Background: Doxycycline monotherapy at antimicrobial doses has been shown to be effective for the treatment of rosacea. Objective: To evaluate the efficacy and safety of once-daily anti-inflammatory dose doxycycline for the treatment of rosacea. Methods: In two phase III, parallel-group, multicenter, randomized, double-blind, placebo-controlled studies (studies 301 and 302), patients received 40-mg of controlled-release doxycycline (n = 269) or placebo (n = 268) for 16 weeks. The primary efficacy end point was the mean change from baseline in facial inflammatory lesion count.

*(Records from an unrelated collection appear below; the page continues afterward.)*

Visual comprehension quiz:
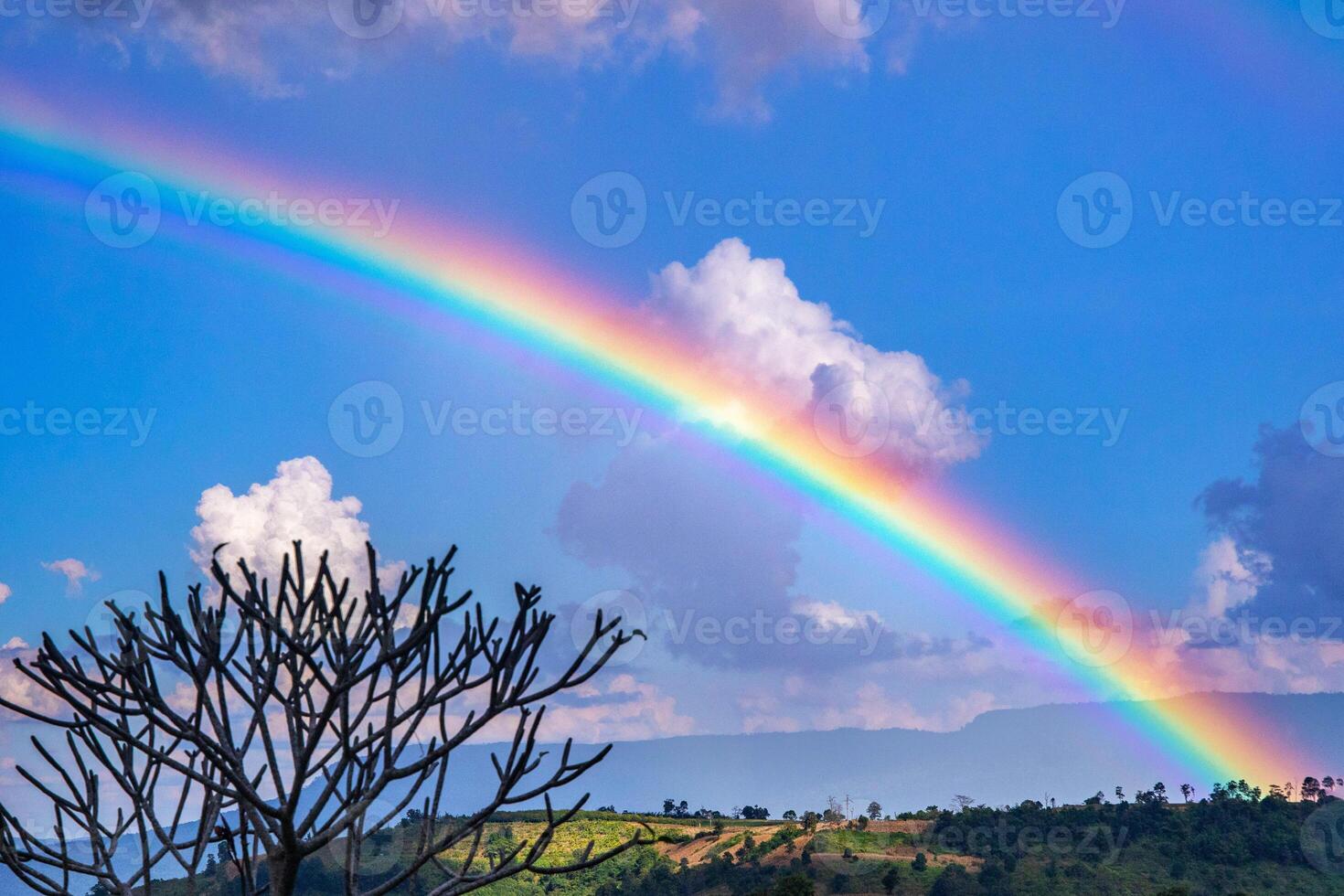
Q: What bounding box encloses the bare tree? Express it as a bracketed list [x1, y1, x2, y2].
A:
[0, 541, 645, 896]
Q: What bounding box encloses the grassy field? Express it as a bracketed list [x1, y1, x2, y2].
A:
[156, 813, 1344, 896]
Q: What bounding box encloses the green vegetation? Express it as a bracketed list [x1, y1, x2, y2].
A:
[144, 782, 1344, 896]
[812, 827, 914, 853]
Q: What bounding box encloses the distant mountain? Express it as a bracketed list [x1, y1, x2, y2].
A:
[0, 695, 1344, 896]
[453, 695, 1344, 814]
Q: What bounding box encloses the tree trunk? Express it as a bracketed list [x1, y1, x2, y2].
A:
[266, 856, 298, 896]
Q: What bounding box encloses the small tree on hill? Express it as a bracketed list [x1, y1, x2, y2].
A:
[0, 543, 643, 896]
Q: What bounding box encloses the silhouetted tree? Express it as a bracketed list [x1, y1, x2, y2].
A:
[0, 541, 643, 896]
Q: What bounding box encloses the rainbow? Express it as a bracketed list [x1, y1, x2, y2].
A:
[0, 90, 1310, 784]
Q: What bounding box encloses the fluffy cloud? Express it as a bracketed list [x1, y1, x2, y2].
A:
[1195, 536, 1275, 616]
[555, 240, 986, 670]
[27, 0, 926, 121]
[646, 238, 983, 473]
[39, 558, 102, 596]
[1200, 429, 1344, 618]
[191, 457, 402, 587]
[1113, 427, 1344, 695]
[0, 638, 62, 719]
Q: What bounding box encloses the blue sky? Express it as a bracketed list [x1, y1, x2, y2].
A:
[0, 0, 1344, 736]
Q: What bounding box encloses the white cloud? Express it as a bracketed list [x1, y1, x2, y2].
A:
[42, 558, 102, 593]
[646, 238, 984, 472]
[191, 457, 402, 591]
[1195, 535, 1273, 616]
[27, 0, 922, 123]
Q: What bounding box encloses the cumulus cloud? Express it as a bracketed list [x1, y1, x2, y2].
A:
[1199, 429, 1344, 616]
[1107, 427, 1344, 695]
[645, 238, 984, 473]
[27, 0, 945, 121]
[0, 638, 62, 719]
[191, 457, 403, 587]
[555, 240, 984, 669]
[41, 558, 102, 596]
[1195, 536, 1275, 616]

Results: The mean lesion count at baseline was approximately 20 in each study arm. At week 16, the mean change from baseline in lesion count in the active-treatment groups was -11.8 in study 301 and -9.5 in study 302 compared with -5.9 and -4.3, respectively, in the placebo groups (P < .001 for both comparisons). Anti-inflammatory dose doxycycline was well tolerated; the most common adverse events were nasopharyngitis (4.8%), diarrhea (4.4%), and headache (4.4%). Limitations: In both studies, the reduction of inflammatory lesion counts did not plateau within the 16-week time frame in either treatment group. Rosacea is often treated for a period of months or years. The duration of the studies did not allow for assessment of safety beyond 16 weeks or whether the progressive improvement seen with active treatment would continue beyond 16 weeks. Neither study assessed the effect of treatment in patients with only erythematotelangiectatic (subtype 1) rosacea. Conclusion: Once-daily anti-inflammatory dose doxycycline appears to be effective and safe for the treatment of rosacea.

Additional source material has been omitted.